Thursday, August 14, 2014

Repackaging node modules for local install with npm

If you need to install an npm package for nodejs from local files, because you can't or prefer not to download everything from the repo, or you don't even have a network connection, then you can't just get an npm package tarball and do `npm install <tarball>`, because it will immediately try to download all it's dependencies from the repo.

There are some existing tools and resources you can try:

  • npmbox -
  • bundle.js gist -
  • relevant npm issue -

I found all of these a bit over-wrought for my taste. So if you prefer a simple DIY approach, you can simply edit the module's package.json file, and copy all of its dependencies over to the "bundledDependencies" array, and then run npm pack to build a new tarball that includes all the dependencies bundled inside.

Using `forever` as an example:
  1. make a directory and run `npm init; npm install forever` inside of it
  2. cd into the node_modules/forever directory
  3. edit the package.json file
  4. look for the dependencies property
  5. add a bundledDependencies property that's an array
  6. copy the names of all the dependency modules into the bundledDependencies array
  7. save the package.json file
  8. now run `npm pack`. It will produce a forever-<version>.tgz file that has all it's dependencies bundled in.

Thursday, May 29, 2014

JavaScript's Final Frontier - MIDI

JavaScript has had an amazing last few years. Node.JS has taken server-side development by storm. First person shooter games are being built using HTML and JavaScript in the browser. Natural language processing and machine learning are being implemented in minimalist JavaScript libraries. It would seem like there's no area in which JavaScript isn't set blow away preconceptions about what it can't do and become a major player.
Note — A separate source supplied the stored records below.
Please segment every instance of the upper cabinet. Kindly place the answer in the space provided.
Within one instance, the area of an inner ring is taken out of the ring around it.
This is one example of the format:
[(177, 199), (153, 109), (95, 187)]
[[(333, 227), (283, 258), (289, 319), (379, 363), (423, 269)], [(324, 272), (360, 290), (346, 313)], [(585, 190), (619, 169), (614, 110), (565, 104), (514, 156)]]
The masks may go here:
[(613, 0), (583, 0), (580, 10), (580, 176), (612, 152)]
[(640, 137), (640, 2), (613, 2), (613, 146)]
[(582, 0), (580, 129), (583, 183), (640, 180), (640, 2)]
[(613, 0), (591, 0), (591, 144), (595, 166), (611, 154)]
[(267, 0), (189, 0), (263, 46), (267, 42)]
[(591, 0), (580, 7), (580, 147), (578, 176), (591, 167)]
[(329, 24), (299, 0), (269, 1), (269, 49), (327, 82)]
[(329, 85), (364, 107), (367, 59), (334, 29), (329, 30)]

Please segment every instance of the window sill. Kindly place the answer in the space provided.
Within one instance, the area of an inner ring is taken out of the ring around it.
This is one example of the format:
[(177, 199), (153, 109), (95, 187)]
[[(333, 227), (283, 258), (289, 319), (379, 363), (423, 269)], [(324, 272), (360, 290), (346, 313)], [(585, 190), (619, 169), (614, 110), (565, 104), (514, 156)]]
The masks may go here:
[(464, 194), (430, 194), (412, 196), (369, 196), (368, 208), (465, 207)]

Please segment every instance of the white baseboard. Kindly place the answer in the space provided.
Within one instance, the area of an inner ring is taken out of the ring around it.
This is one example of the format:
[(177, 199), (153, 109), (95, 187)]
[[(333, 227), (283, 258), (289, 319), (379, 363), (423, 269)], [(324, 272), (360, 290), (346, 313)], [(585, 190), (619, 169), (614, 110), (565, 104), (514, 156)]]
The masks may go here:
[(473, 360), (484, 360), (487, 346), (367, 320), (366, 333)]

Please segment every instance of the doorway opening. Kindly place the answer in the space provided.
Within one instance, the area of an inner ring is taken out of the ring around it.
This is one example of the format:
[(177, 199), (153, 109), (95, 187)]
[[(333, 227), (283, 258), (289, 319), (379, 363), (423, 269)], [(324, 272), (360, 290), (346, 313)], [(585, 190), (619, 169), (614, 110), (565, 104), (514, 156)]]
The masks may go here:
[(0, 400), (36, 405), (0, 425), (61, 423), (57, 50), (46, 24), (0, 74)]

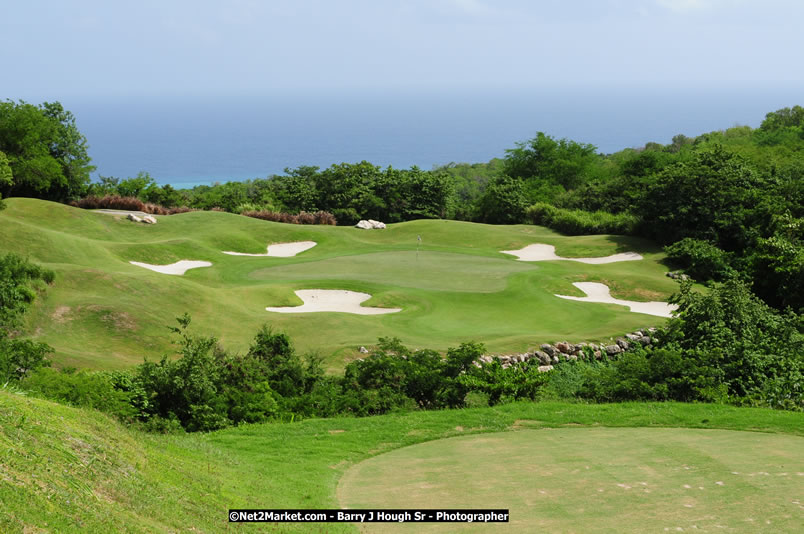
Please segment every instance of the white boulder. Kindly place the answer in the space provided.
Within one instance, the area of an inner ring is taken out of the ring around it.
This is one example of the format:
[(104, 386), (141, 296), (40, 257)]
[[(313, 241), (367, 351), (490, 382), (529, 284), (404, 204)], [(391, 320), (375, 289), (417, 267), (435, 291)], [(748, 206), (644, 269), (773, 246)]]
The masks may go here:
[(137, 216), (136, 216), (136, 215), (134, 215), (133, 213), (129, 213), (129, 214), (128, 214), (128, 216), (127, 216), (126, 218), (127, 218), (129, 221), (134, 221), (134, 222), (142, 222), (142, 219), (140, 219), (139, 217), (137, 217)]
[(385, 223), (380, 221), (375, 221), (374, 219), (369, 220), (362, 220), (355, 225), (357, 228), (361, 228), (363, 230), (384, 230)]

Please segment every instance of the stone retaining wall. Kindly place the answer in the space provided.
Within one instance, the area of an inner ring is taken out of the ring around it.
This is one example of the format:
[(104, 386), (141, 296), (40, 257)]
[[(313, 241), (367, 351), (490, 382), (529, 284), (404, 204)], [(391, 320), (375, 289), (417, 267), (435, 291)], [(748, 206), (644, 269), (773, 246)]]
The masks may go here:
[(618, 337), (614, 343), (607, 345), (605, 343), (569, 343), (567, 341), (559, 341), (558, 343), (549, 344), (544, 343), (538, 349), (528, 351), (522, 354), (506, 354), (494, 355), (485, 354), (475, 362), (475, 366), (480, 367), (484, 363), (491, 363), (495, 359), (499, 359), (503, 368), (516, 365), (517, 363), (526, 362), (531, 359), (539, 361), (539, 371), (550, 371), (553, 366), (561, 363), (562, 361), (570, 360), (586, 360), (596, 359), (601, 360), (604, 358), (613, 358), (618, 354), (627, 351), (635, 344), (649, 347), (657, 342), (653, 337), (656, 333), (656, 328), (644, 328), (625, 334), (624, 337)]

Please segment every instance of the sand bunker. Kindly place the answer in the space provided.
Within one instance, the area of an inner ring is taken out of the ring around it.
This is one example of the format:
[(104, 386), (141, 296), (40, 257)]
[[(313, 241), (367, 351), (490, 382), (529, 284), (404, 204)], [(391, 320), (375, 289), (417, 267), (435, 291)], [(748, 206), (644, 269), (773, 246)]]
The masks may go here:
[(178, 276), (182, 276), (189, 269), (197, 269), (198, 267), (212, 266), (212, 263), (208, 261), (191, 261), (191, 260), (181, 260), (177, 261), (176, 263), (171, 263), (170, 265), (151, 265), (150, 263), (140, 263), (138, 261), (130, 261), (129, 263), (132, 265), (136, 265), (137, 267), (145, 267), (146, 269), (150, 269), (158, 273), (175, 274)]
[(265, 254), (249, 254), (247, 252), (225, 252), (231, 256), (273, 256), (275, 258), (290, 258), (300, 252), (311, 249), (316, 245), (315, 241), (296, 241), (294, 243), (276, 243), (268, 245), (268, 252)]
[(558, 298), (567, 300), (577, 300), (580, 302), (600, 302), (604, 304), (619, 304), (628, 306), (634, 313), (646, 313), (659, 317), (672, 317), (671, 312), (678, 308), (675, 304), (666, 302), (636, 302), (633, 300), (620, 300), (611, 296), (609, 286), (597, 282), (575, 282), (575, 287), (586, 293), (585, 297), (568, 297), (566, 295), (556, 295)]
[(295, 293), (304, 301), (303, 305), (265, 309), (277, 313), (344, 312), (357, 315), (381, 315), (402, 311), (402, 308), (364, 308), (360, 303), (371, 298), (368, 293), (343, 289), (300, 289)]
[(603, 258), (564, 258), (556, 255), (556, 247), (553, 245), (528, 245), (519, 250), (501, 250), (503, 254), (511, 254), (516, 256), (519, 261), (550, 261), (550, 260), (567, 260), (578, 261), (581, 263), (590, 263), (599, 265), (602, 263), (615, 263), (618, 261), (634, 261), (641, 260), (642, 256), (636, 252), (622, 252), (620, 254), (613, 254)]

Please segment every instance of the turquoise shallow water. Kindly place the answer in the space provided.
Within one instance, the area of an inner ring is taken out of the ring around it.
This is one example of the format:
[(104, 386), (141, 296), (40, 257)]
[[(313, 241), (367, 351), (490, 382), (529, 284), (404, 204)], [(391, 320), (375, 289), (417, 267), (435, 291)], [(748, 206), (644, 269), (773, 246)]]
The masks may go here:
[(96, 174), (192, 186), (286, 167), (370, 161), (429, 169), (502, 157), (544, 131), (602, 152), (669, 143), (801, 104), (798, 88), (535, 88), (63, 100)]

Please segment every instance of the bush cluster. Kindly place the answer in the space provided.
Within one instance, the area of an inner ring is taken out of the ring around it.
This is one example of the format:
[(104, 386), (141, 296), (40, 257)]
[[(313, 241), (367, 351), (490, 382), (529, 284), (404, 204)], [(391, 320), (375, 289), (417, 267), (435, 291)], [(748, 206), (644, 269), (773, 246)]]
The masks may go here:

There is, however, one area in which JavaScript - or more accurately the web stack and the engines that implement it - has only made a few tentative forays.  For me this represents a final frontier; the one area where JavaScript has yet to show that it can compete with native applications. That frontier is MIDI.
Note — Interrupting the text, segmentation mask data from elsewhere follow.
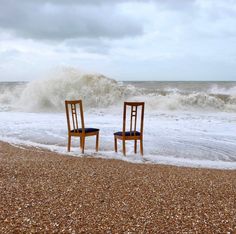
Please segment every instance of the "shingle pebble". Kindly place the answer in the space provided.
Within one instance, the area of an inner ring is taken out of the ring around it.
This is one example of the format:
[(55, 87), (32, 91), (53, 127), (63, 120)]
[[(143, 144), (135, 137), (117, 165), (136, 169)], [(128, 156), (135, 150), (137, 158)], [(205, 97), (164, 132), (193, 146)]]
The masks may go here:
[(0, 142), (0, 233), (235, 233), (236, 171)]

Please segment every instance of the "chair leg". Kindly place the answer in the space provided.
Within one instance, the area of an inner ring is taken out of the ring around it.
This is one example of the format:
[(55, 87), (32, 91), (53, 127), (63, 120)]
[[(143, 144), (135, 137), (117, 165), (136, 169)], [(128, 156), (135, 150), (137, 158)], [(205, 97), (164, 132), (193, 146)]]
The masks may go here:
[(98, 145), (99, 145), (99, 132), (96, 135), (96, 151), (98, 152)]
[(140, 139), (140, 153), (143, 155), (143, 139)]
[(82, 137), (80, 137), (80, 149), (82, 149), (83, 147), (83, 141), (82, 141)]
[(114, 136), (115, 152), (117, 153), (117, 138)]
[(137, 153), (137, 140), (134, 140), (134, 153)]
[(71, 136), (68, 135), (68, 146), (67, 146), (68, 152), (70, 152), (70, 145), (71, 145)]
[(82, 154), (84, 154), (85, 136), (82, 137)]
[(124, 156), (126, 155), (126, 150), (125, 150), (125, 140), (123, 139), (123, 154)]

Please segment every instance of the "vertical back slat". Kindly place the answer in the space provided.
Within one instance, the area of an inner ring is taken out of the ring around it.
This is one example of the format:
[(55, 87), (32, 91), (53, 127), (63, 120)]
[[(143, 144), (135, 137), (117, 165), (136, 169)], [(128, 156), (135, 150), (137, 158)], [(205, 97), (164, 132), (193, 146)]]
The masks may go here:
[(126, 102), (124, 103), (124, 111), (123, 111), (123, 136), (125, 136), (125, 128), (126, 128)]
[(76, 125), (76, 131), (78, 131), (79, 129), (79, 125), (78, 125), (78, 118), (77, 118), (77, 111), (76, 111), (76, 104), (74, 105), (74, 115), (75, 115), (75, 125)]
[(138, 118), (138, 106), (135, 106), (135, 120), (134, 120), (134, 132), (136, 133), (137, 118)]
[(68, 132), (71, 131), (70, 128), (70, 115), (69, 115), (69, 108), (68, 108), (68, 102), (65, 101), (65, 106), (66, 106), (66, 119), (67, 119), (67, 127), (68, 127)]
[(72, 116), (73, 130), (76, 131), (75, 130), (75, 119), (74, 119), (74, 104), (71, 103), (70, 105), (71, 105), (71, 116)]
[(141, 110), (141, 126), (140, 126), (141, 135), (143, 135), (143, 119), (144, 119), (144, 103), (142, 104), (142, 110)]
[(79, 106), (80, 106), (80, 120), (81, 120), (81, 127), (82, 127), (82, 132), (85, 132), (84, 129), (84, 112), (83, 112), (83, 105), (82, 105), (82, 101), (79, 102)]
[(130, 107), (130, 134), (133, 128), (133, 106)]

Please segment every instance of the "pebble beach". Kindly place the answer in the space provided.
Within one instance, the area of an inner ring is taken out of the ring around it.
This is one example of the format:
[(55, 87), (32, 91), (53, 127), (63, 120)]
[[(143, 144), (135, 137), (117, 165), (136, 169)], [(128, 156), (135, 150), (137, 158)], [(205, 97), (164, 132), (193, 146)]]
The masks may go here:
[(236, 171), (0, 142), (0, 233), (235, 233)]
I know what you're probably thinking. Cheesy video game soundtracks on your SoundBlaster sound card. Web pages with blink tags and bad music tracks on autoplay. They represent one use case where MIDI was applied outside of its original intent. MIDI was made for connecting electronic musical instruments, and it is still very much alive and well. From lighting control systems to professional recording studios to GarageBand, MIDI is a key component of arts performance and production. MIDI connects sequencers, hardware, software synthesizers and drum machines to create the music many people listen to everyday. The specification, though aging, shows no signs of going away anytime soon. It's simple and effective and well crafted.

It had to be. Of all applications, music could be the most demanding. That's because in most applications, even realtime ones, the exact timing of event processing is flexible within certain limits. Interactive web applications can tolerate latency on their network connections. 3D video games can scale down their frames per second and still provide a decent user experience. At 30 frames per second, the illusion of continuous motion is approximated. The human ear, on the other hand, is capable of detecting delays as small as 6 milliseconds. For a musican, latency of 20ms between striking a key and hearing a sound, would be a show-stopper. Accurate timing is essential for music performance and production.

There's been a lot of interest and some amazing demos of Web Audio API functionality.  The Web MIDI API, on the other hand, hasn't gotten much support.  Support for Web MIDI has landed in Chrome Canary, but that's it for now.  A few people have begun to look at the possibility of adding support for it in Firefox.  Until the Web MIDI API is widely supported, interested people will have to make due with the JazzSoft midi plugin and Chris Wilson's Web MIDI API shim.

I remain hopeful that support for this API will grow, because it will open up doors for some truly great new creative and artistic initiatives.